O professor da FURG e bolsista de Produtividade em Pesquisa 1B do CNPq Paulo Cesar Abreu , também do ELPA, explica que a maior quantidade de chuvas na região em anos de El Niño, até um valor limite de aproximadamente 1.500 mm de chuva por ano, leva a um aumento da biomassa de fitoplâncton. Já valores mais altos de chuva não permitem o acúmulo da biomassa de fitoplâncton no estuário, a qual é transportada para a região costeira. Por outro lado, as maiores chuvas, com consequente exportação de sedimentos da Lagoa dos Patos para a região costeira, contribuem para uma mudança significativa na comunidade do fitoplâncton na praia do Cassino, na costa marinha adjacente. Esses resultados indicam que mudanças na hidrodinâmica no ELPA representam o mecanismo mais importante no controle das florações de fitoplâncton nesse ambiente.

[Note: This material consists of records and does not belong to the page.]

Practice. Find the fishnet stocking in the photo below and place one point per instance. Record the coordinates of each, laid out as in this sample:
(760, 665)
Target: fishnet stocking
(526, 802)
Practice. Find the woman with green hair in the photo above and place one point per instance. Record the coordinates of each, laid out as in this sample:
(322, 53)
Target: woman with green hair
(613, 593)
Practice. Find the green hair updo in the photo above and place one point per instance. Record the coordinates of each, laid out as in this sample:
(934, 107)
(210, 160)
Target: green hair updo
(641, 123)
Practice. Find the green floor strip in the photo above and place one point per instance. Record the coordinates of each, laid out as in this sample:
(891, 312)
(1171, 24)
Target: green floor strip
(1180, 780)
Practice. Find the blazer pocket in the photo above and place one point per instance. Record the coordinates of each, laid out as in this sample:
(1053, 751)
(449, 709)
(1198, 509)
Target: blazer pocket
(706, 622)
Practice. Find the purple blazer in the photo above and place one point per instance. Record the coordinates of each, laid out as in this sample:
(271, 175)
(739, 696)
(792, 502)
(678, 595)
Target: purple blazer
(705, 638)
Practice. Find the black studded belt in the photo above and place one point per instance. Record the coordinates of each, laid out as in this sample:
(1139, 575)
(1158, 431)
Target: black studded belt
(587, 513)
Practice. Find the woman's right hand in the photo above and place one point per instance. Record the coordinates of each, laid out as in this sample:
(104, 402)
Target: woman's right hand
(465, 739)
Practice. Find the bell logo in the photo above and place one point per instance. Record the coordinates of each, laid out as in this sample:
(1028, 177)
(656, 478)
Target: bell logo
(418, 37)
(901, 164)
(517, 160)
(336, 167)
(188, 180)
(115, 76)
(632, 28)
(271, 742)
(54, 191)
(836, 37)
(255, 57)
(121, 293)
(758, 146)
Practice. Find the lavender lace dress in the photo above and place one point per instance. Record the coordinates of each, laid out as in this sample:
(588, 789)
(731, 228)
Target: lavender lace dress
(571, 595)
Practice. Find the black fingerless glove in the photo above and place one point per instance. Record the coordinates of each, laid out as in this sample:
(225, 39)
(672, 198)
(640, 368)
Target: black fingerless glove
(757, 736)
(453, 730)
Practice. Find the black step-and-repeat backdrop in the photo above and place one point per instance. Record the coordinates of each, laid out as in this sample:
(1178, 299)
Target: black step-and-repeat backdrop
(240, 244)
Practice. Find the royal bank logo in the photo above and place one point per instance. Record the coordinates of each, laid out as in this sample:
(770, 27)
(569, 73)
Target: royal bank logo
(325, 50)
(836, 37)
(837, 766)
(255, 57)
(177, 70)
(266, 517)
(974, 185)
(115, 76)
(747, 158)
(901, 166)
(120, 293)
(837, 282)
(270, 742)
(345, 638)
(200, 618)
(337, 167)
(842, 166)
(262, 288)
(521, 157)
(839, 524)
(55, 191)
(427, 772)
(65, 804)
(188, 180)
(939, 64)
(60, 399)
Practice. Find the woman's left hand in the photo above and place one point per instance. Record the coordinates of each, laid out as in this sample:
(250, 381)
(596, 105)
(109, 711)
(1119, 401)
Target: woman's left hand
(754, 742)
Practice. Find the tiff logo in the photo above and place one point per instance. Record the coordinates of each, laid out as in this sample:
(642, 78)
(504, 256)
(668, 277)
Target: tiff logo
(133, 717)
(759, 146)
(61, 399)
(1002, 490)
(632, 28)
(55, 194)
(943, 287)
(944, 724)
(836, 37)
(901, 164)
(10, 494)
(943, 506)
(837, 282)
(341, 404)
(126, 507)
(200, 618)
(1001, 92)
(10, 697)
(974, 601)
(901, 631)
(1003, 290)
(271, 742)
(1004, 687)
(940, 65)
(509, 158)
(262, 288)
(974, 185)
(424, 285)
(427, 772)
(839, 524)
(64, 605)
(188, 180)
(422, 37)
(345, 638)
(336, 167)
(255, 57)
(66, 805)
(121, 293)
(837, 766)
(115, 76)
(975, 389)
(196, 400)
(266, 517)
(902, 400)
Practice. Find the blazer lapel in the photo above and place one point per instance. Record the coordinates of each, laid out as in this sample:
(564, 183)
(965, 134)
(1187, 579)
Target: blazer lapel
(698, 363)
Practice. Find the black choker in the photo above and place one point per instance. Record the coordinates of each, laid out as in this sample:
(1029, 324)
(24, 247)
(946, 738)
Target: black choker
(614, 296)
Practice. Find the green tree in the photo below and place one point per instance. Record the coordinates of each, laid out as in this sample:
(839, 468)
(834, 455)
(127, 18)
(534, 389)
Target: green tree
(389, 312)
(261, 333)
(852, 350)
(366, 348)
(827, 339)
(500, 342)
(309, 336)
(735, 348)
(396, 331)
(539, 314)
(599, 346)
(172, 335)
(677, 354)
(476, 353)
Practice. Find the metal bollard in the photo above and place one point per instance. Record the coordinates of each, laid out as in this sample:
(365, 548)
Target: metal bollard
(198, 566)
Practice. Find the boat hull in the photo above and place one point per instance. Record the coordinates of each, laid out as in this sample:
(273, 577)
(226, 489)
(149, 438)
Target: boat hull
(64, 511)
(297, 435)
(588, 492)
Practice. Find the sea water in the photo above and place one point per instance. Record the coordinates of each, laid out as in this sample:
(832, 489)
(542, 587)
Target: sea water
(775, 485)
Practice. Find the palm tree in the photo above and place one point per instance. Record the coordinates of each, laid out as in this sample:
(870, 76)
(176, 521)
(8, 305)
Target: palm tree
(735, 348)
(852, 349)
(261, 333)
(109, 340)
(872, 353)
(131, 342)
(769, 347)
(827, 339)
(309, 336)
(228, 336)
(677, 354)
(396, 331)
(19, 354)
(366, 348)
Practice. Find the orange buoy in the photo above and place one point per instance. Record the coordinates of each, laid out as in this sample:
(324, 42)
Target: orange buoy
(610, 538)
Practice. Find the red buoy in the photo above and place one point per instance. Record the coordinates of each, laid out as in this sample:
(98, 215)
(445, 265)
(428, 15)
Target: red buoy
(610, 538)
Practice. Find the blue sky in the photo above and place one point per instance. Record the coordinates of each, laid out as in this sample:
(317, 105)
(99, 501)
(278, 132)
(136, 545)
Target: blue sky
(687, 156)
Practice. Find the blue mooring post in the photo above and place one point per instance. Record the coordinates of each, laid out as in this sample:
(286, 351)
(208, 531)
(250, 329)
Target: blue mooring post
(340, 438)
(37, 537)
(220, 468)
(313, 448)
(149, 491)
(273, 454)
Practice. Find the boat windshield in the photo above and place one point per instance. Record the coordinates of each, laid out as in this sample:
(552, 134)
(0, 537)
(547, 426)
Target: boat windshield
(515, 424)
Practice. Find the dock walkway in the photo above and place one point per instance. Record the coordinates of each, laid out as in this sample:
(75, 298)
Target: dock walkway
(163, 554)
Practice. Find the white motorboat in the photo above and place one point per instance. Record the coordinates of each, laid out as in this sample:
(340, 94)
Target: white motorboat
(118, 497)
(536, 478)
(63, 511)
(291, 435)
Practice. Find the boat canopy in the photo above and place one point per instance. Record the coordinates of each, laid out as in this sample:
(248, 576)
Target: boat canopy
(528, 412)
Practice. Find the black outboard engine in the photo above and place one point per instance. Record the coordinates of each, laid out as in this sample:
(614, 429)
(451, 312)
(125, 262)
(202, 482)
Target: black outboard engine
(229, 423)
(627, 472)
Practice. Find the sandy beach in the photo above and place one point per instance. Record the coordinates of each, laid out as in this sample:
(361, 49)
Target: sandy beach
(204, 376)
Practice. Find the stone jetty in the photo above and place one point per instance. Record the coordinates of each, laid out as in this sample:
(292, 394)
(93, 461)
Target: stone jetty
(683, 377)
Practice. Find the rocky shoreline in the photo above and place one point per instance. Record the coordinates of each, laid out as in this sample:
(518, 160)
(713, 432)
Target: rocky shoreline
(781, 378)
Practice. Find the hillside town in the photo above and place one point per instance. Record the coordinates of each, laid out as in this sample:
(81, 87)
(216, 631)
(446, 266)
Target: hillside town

Similarmente, variações interanuais e interdecadais de plantas e macroalgas bentônicas do ELP são explicadas em geral pela variabilidade climática de larga escala. As maiores abundâncias históricas foram observadas nos verões do início da década de 80 (1981/1982), 90 (1991/1992) e em 2011. Os resultados de longo prazo (1999 até 2016) indicam que as áreas de plantas como as fanerógamas submersas do Estuário estão ameaçadas, indicando uma possível modificação do estado de equilíbrio ecológico do estuário. Como consequência dessa situação, mesmo com os recentes aumentos nas concentrações de nutrientes reportados pelos estudos, poderia ocorrer uma menor retenção dos nutrientes nas áreas rasas, com possíveis reflexos na produção secundária e na capacidade de sequestro de carbono destas áreas.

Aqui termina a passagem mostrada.